This Spring will mark ten years since I received my master's degree in Midwifery from Yale University and became a Certified Nurse Midwife (CNM). It is difficult to believe so much time has gone by. I fondly think of all the women, babies, and families I have cared for. Pregnancy and childbirth are such profound life events. I feel so honored to have been able to share this intimate, happy time with so many families. I have also been struck by the strength and perseverance I have witnessed during times of loss, disappointment, and the unexpected.
I have currently made the decision to stop my work as a midwife and be home with my family. Like so many other women, I have struggled with balancing mothering and professional life.

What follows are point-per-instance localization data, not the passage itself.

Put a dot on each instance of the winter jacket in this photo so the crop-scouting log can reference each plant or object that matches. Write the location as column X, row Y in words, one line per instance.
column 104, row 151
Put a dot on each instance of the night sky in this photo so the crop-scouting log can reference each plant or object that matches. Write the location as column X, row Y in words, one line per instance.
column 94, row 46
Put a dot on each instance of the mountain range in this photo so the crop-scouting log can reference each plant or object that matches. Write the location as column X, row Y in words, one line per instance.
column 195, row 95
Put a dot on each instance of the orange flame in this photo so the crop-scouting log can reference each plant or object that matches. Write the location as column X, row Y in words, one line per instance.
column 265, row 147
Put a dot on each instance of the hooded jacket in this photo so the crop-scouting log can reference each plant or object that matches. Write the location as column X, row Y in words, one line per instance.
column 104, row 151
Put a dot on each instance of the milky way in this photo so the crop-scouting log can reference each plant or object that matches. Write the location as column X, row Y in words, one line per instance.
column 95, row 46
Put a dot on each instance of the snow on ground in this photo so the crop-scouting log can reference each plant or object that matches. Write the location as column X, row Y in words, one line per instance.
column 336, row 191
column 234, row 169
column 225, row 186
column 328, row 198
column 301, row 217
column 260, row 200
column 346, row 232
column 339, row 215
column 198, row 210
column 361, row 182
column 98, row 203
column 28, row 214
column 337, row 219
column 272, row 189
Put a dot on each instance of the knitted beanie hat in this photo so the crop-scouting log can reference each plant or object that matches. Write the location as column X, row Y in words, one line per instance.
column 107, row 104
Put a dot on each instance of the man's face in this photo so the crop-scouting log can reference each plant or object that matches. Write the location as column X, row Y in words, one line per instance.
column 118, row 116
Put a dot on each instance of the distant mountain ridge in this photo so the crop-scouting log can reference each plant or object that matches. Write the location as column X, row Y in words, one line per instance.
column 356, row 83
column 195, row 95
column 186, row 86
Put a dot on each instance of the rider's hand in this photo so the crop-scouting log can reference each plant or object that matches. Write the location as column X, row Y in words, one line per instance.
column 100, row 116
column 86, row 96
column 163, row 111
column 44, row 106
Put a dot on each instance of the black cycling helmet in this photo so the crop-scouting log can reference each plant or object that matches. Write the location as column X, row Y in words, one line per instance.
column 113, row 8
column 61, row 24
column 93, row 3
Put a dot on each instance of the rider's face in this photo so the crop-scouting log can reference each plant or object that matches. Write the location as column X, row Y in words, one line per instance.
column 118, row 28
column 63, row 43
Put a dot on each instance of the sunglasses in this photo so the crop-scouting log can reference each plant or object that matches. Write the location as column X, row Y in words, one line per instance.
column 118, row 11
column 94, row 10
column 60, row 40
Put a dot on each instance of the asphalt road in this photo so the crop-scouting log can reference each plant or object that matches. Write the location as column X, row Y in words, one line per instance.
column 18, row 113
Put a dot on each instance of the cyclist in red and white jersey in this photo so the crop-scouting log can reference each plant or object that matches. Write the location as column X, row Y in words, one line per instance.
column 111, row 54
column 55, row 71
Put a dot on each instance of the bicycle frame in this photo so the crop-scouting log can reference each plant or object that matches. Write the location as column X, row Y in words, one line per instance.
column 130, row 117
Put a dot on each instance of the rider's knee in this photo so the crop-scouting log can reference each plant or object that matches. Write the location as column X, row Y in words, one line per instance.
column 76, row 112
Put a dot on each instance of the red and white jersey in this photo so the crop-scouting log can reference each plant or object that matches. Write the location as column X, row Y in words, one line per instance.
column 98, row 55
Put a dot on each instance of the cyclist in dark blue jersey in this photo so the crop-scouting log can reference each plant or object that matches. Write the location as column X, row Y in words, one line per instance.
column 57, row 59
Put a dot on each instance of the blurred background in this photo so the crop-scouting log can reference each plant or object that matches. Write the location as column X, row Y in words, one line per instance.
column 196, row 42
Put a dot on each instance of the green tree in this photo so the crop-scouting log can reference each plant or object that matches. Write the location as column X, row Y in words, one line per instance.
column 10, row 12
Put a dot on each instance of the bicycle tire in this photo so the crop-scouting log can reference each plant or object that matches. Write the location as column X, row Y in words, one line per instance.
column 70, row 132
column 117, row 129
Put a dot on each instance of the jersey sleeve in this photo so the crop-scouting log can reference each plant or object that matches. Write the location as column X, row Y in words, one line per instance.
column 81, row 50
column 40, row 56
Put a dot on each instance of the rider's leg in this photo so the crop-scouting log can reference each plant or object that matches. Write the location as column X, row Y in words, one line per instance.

It is difficult to do it all. Midwifery is very demanding work. It is lovely and satisfying and all of that. But it is also tiring and demands a high level of intellectual and emotional attention. Because my husband has a very demanding and time-consuming career, I found that I had no built-in backup and support at home.
I look at my books. They represent so much of what I have learned and what excites me about midwifery. I know I will find a way to enter back into this work. But right now, I am engaged in the work of mothering. This is a job more demanding and tiring than midwifery ever was. Yet, the tender love I have for my children is a reward like no other. I am here to honor the choices mothers make and the struggles they may encounter on their journey. There is no road map. And unfortunately, for many of us, our culture does not provide clear guidance. My deepest wish is that we open our hearts and hands to each other and make the journey as joyous and satisfying as possible.